> On Mar 6, 2015, at 10:47 AM, Sandra <[email protected]> wrote:
>    Is this architecture ok for this scenario or shall we find a way to have 
> only one mobile device acting as a server so that all communicate only to 
> this one?
Yes, that’s ok. The replication protocol/algorithm was explicitly designed to 
support multi-master scenarios with arbitrary topologies between peers.

In a P2P system you do need to be careful about authentication, though. You 
can’t just trust any peer that you discover by Bonjour, or you could end up 
both exposing private data and allowing fake data into the database.
>     In case the above approach is acceptable, is there any limit on the 
> amount of devices that can interact p2p?
There’s not a fixed limit, but the overhead will go up as the number of peers 
increases. The replicator won’t send revision bodies or attachments 
redundantly, but it does pre-flighting to check whether the peer already has a 
revision, and in a dense mesh network there can be a lot of that. We haven’t 
tested a scenario like that, but my hunch is that it would take dozens of peers 
before it became a problem. (The solution to it would be to use mesh-networking 
techniques like spanning trees to lower the number of redundant connections.)
>     When the sync_gateway is reachable again, is there anything we must take 
> into consideration to avoid conflicts or data inconsistency?

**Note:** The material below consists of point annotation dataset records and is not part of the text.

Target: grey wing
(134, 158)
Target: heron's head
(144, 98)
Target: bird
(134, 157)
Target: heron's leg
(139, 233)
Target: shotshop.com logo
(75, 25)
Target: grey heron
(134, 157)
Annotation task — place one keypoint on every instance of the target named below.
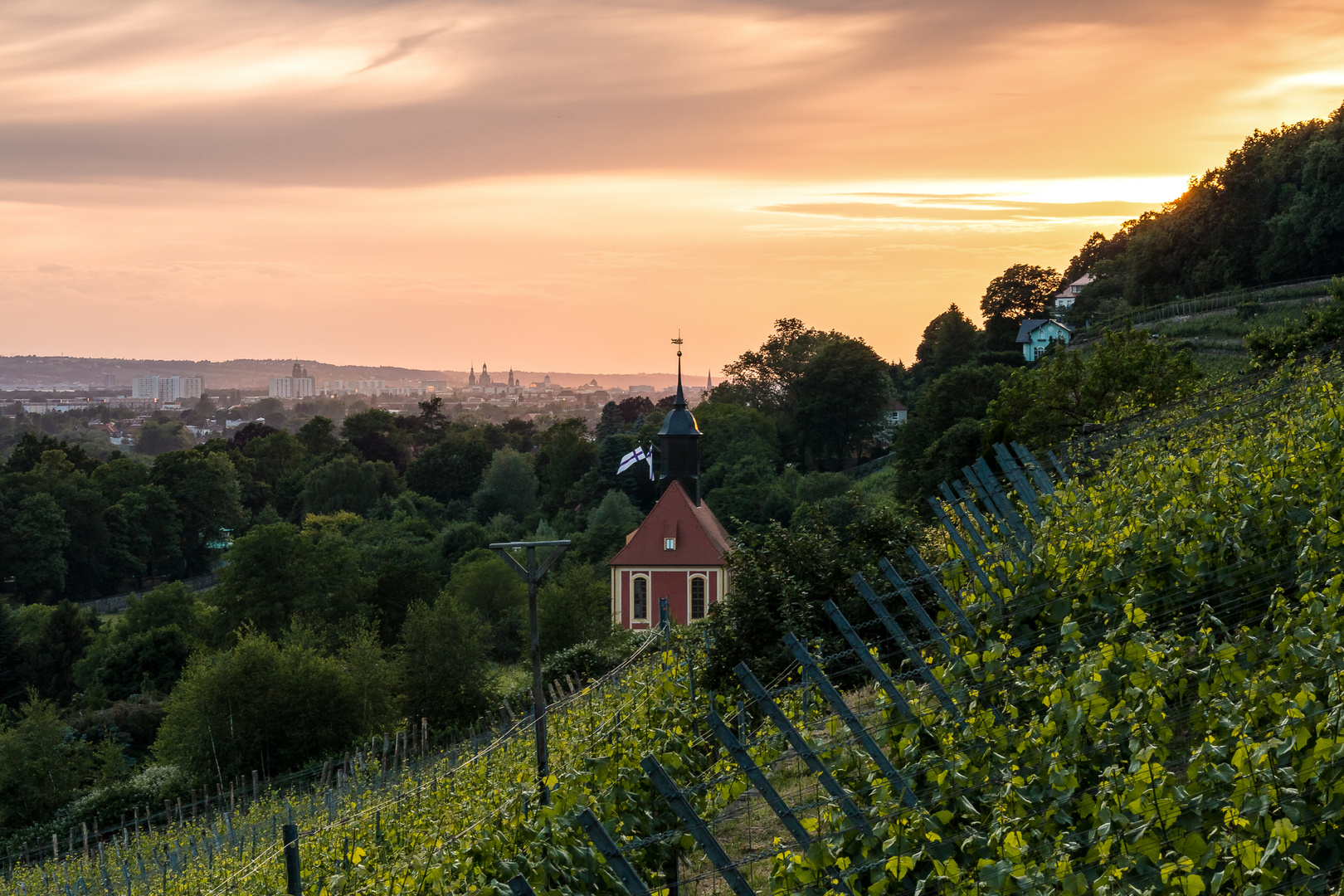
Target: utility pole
(533, 574)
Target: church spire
(680, 441)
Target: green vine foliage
(1157, 709)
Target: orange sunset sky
(561, 186)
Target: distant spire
(680, 397)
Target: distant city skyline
(102, 373)
(544, 182)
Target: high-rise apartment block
(297, 384)
(167, 388)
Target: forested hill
(1273, 212)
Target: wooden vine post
(533, 574)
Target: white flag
(635, 457)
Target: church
(680, 550)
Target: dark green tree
(158, 436)
(949, 340)
(1049, 402)
(565, 455)
(347, 484)
(277, 574)
(444, 670)
(450, 470)
(572, 606)
(433, 421)
(509, 486)
(205, 486)
(1020, 292)
(375, 436)
(34, 551)
(843, 399)
(319, 437)
(262, 705)
(485, 586)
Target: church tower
(680, 442)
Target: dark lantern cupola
(679, 441)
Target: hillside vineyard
(1147, 698)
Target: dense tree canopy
(1273, 212)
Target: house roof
(1082, 281)
(1030, 327)
(700, 539)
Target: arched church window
(640, 599)
(698, 598)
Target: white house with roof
(1036, 336)
(1069, 295)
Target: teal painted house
(1036, 336)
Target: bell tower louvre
(679, 442)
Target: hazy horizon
(441, 183)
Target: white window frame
(635, 617)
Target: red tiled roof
(700, 539)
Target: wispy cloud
(405, 47)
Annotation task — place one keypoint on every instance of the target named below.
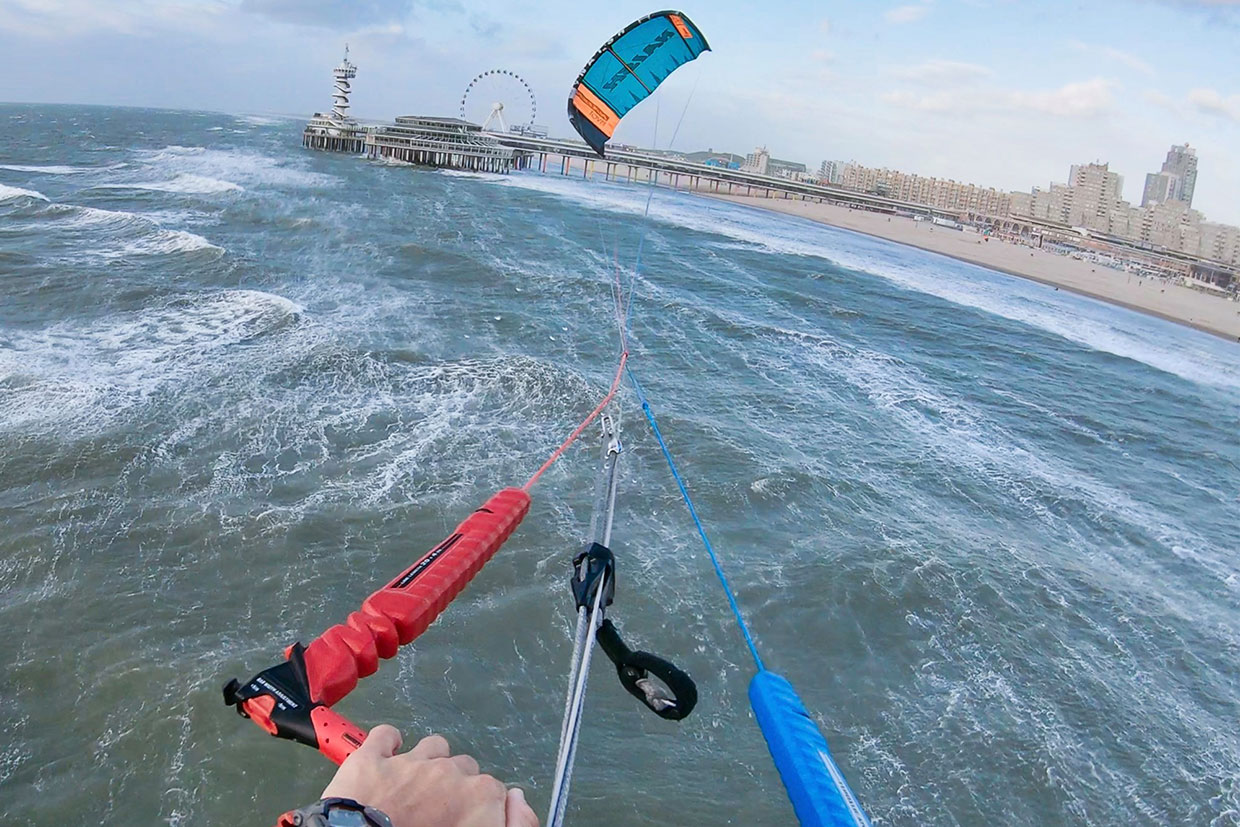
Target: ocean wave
(1164, 346)
(50, 169)
(118, 233)
(243, 169)
(88, 375)
(13, 194)
(169, 242)
(182, 184)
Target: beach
(1174, 303)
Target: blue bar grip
(816, 787)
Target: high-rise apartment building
(931, 192)
(1177, 179)
(757, 161)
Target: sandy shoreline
(1173, 303)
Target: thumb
(381, 742)
(516, 811)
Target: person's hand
(428, 786)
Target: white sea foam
(84, 376)
(50, 169)
(186, 184)
(168, 242)
(13, 194)
(118, 233)
(242, 169)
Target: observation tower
(342, 73)
(336, 130)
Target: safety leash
(664, 688)
(294, 698)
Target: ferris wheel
(499, 99)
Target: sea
(988, 530)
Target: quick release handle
(402, 610)
(337, 735)
(293, 699)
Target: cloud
(331, 14)
(1212, 102)
(1114, 55)
(58, 19)
(907, 14)
(1080, 99)
(940, 71)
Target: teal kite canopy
(628, 68)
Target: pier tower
(342, 73)
(336, 130)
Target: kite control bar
(293, 699)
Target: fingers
(465, 764)
(383, 742)
(517, 812)
(430, 747)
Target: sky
(1005, 93)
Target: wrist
(335, 812)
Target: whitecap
(236, 166)
(13, 194)
(88, 375)
(181, 184)
(50, 169)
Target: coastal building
(1091, 200)
(757, 161)
(1176, 181)
(941, 194)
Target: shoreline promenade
(1174, 303)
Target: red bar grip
(337, 735)
(402, 610)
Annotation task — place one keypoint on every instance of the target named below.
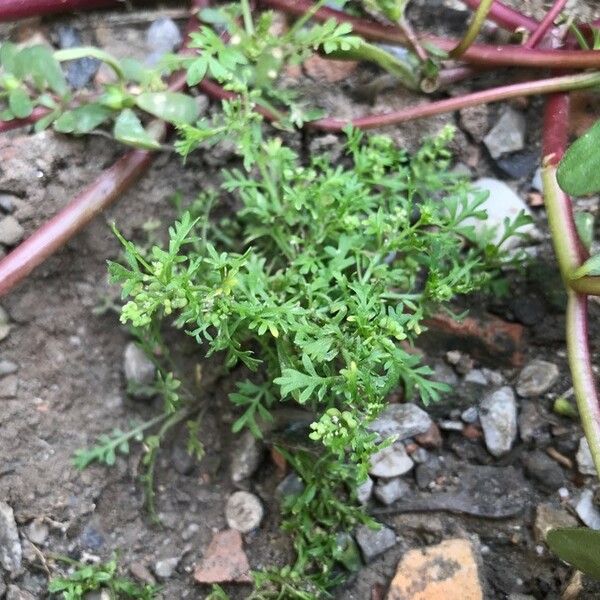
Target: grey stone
(532, 425)
(7, 203)
(11, 553)
(8, 387)
(165, 567)
(498, 416)
(585, 462)
(401, 420)
(364, 490)
(443, 373)
(38, 531)
(537, 378)
(387, 492)
(476, 376)
(542, 469)
(243, 511)
(139, 369)
(470, 415)
(11, 232)
(502, 202)
(373, 542)
(245, 457)
(587, 511)
(507, 135)
(391, 462)
(291, 485)
(549, 517)
(163, 36)
(7, 367)
(16, 593)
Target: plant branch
(506, 17)
(12, 10)
(477, 54)
(474, 28)
(545, 24)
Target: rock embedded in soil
(387, 492)
(537, 378)
(447, 571)
(38, 532)
(547, 517)
(502, 202)
(585, 462)
(365, 490)
(246, 455)
(243, 511)
(401, 420)
(11, 553)
(224, 561)
(498, 416)
(165, 567)
(8, 367)
(543, 470)
(507, 135)
(139, 369)
(391, 462)
(11, 232)
(373, 542)
(587, 510)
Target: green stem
(474, 28)
(247, 14)
(90, 51)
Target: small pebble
(537, 378)
(165, 567)
(243, 511)
(11, 232)
(364, 490)
(373, 542)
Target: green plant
(318, 288)
(102, 576)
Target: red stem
(545, 24)
(79, 212)
(506, 17)
(12, 10)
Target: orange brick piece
(447, 571)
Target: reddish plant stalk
(570, 253)
(79, 212)
(477, 54)
(506, 17)
(12, 10)
(547, 22)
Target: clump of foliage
(102, 576)
(319, 287)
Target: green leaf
(39, 63)
(590, 267)
(578, 546)
(20, 103)
(172, 107)
(129, 130)
(82, 119)
(579, 170)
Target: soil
(71, 387)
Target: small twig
(545, 24)
(474, 28)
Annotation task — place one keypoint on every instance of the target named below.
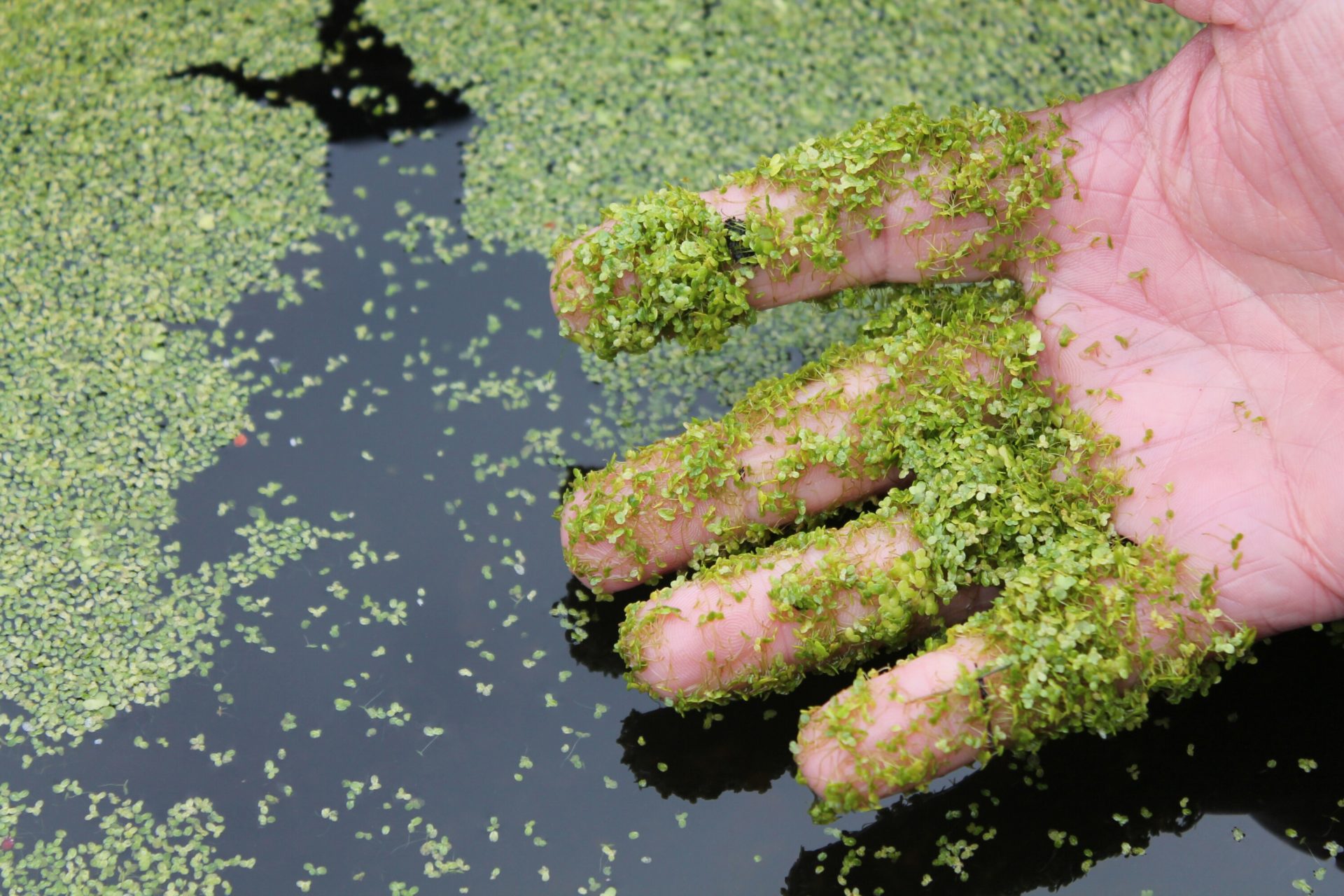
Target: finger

Don’t try to push documents that aren’t yours to the gateway :) Or at least, 
not documents you don’t have permission to update. Otherwise the gateway will 
reject them. (Which shouldn’t cause serious problems, it’s just a waste of 
bandwidth.)
> How does couch base lite detect that it no longer has connection to 
> sync_gateway? is it only when we try to write in the database or also when 
> reading? or is there any heart beat?
That’s the replicator’s job. If you have a continuous replication running, it 
will be watching the network status and trying to keep a connection open. You 
can observe the CBLReplication to check when it goes offline/online.